Two hours had passed before she finished. By the time they left the psychiatrist felt wrung out. He saw them to the door and returned to his office to file the permissions they had signed. Then he slouched in the chair behind his desk. It was late, the shadows lengthening beyond his window. His wife would be worried. Yet he sat there all the same. The man’s words kept coming back to him—
—it’s always an issue—
—but the face he saw in his mind was Casey’s face.

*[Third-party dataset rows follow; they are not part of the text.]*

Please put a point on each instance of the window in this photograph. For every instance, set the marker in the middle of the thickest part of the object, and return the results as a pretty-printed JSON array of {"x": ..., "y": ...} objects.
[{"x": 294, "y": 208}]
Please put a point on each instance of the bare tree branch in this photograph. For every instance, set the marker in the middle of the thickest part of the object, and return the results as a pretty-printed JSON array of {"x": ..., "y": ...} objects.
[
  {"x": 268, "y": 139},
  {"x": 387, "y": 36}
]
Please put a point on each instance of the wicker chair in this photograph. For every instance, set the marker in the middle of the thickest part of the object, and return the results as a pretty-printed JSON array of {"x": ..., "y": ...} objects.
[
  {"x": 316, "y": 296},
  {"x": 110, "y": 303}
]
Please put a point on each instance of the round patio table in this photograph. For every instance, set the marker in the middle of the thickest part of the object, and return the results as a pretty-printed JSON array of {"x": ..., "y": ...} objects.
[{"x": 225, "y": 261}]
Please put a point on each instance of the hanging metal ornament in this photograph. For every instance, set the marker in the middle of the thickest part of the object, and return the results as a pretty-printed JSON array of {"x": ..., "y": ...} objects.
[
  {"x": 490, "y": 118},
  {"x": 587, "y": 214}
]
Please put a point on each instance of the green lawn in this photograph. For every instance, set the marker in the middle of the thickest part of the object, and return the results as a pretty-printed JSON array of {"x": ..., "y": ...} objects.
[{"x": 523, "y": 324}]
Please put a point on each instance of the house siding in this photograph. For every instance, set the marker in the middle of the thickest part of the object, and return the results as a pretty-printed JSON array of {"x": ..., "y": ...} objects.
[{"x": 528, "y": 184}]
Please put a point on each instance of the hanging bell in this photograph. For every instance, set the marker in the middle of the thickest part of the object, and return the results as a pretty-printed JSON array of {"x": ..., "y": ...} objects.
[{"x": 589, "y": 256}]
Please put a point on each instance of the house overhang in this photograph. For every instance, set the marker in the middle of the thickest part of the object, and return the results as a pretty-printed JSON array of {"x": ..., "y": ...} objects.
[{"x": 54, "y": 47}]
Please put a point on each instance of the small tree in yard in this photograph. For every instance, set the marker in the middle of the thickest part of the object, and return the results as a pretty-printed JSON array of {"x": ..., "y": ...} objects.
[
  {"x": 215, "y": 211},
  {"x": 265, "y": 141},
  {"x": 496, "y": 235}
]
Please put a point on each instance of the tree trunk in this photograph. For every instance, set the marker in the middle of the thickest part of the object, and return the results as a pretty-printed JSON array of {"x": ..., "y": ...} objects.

He closed his eyes, taking a moment’s refuge in his little fantasy of the ranch. He pictured himself walking the rich acres, pausing now and then to test the grapes between his fingers, turning at last in the cool evening to head back to the house. The first lights glimmered warmly in the high windows, beckoning him onward as the purple dusk stole down across the valley.
He stood and collected his keys. He didn’t bother with his calculations as he walked down the stairs and out to his car. Casey’s perfect laughter chimed in his ears, and he found himself thinking instead of the world he had spent his career trying to summon into being for her.